Dive Brief:
- Lack of sleep is a common complaint among hospital patients.
- The bright lights and the endless barrage of nighttime interruptions for vital signs, medications, blood draws and other procedures leave many patients unable to sleep for more than an hour or two at a time.
- Although there are not a lot of studies that specifically link sleep to quality, doctors say the connection is obvious.
Dive Insight:
Peter Ubel, a physician and professor at Duke University’s business school, told Kaiser Health News he was surprised at how difficult it was to sleep when he was hospitalized. “There was no coordination,” he said. “One person would be in charge of measuring my blood pressure. Another would come in when the alarm went off, and they never thought, ‘Gee if the alarm goes off, I should also do blood pressure.’”

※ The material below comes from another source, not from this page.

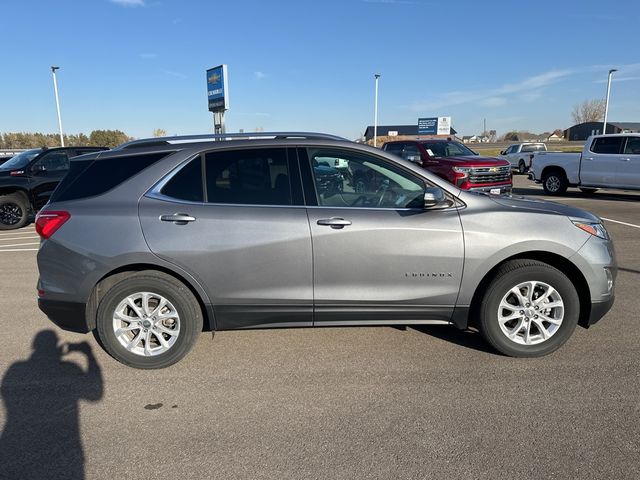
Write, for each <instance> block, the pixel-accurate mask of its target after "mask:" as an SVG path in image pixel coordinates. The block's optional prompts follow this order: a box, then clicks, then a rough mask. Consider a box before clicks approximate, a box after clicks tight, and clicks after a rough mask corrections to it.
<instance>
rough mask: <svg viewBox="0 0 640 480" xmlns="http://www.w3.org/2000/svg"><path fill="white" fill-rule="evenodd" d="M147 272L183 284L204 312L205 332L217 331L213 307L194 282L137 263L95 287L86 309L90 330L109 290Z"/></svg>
mask: <svg viewBox="0 0 640 480" xmlns="http://www.w3.org/2000/svg"><path fill="white" fill-rule="evenodd" d="M145 270H154V271H156V272H162V273H164V274H166V275H169V276H171V277H173V278H175V279H176V280H178V281H180V282H181V283H183V284H184V285H185V286H186V287H187V288H188V289H189V290H190V291H191V293H192V294H193V296H194V297H195V298H196V300H197V301H198V304H199V306H200V309H201V311H202V318H203V320H204V322H203V331H213V330H215V318H214V314H213V309H212V308H211V306H210V305H209V304H208V303H207V302H206V301H205V298H204V297H203V294H202V293H201V292H200V290H199V288H197V287H196V286H195V285H194V284H193V282H192V281H191V280H190V279H188V278H187V277H186V276H184V275H181V274H179V273H177V272H175V271H173V270H171V269H169V268H166V267H163V266H160V265H155V264H149V263H136V264H131V265H123V266H121V267H118V268H116V269H114V270H111V271H110V272H108V273H106V274H105V275H103V276H102V278H100V280H98V282H97V283H96V284H95V285H94V287H93V289H92V290H91V293H90V295H89V299H88V301H87V307H86V321H87V326H88V328H89V330H94V329H95V328H96V314H97V311H98V305H99V304H100V301H101V300H102V298H103V297H104V295H105V294H106V293H107V292H108V291H109V289H110V288H111V287H112V286H114V285H115V284H116V283H118V281H120V280H121V279H123V278H125V277H127V276H128V275H130V274H132V273H136V272H142V271H145Z"/></svg>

“From a patient perspective,” he added, “you’re sitting there going, ‘What the heck?’”
Many hospitals are rethinking their nighttime policies in an effort to improve outcomes and patient satisfaction. Some are limiting nighttime check-ins and attempting to better coordinate nighttime medication administration so that patients can get more sleep.
Since some Medicare payments are now linked to patient approval scores, more hospitals are working to improve their numbers. And since the patient approval surveys specifically ask about nighttime noise, hospitals have even more incentive to reduce interruptions while patients are sleeping.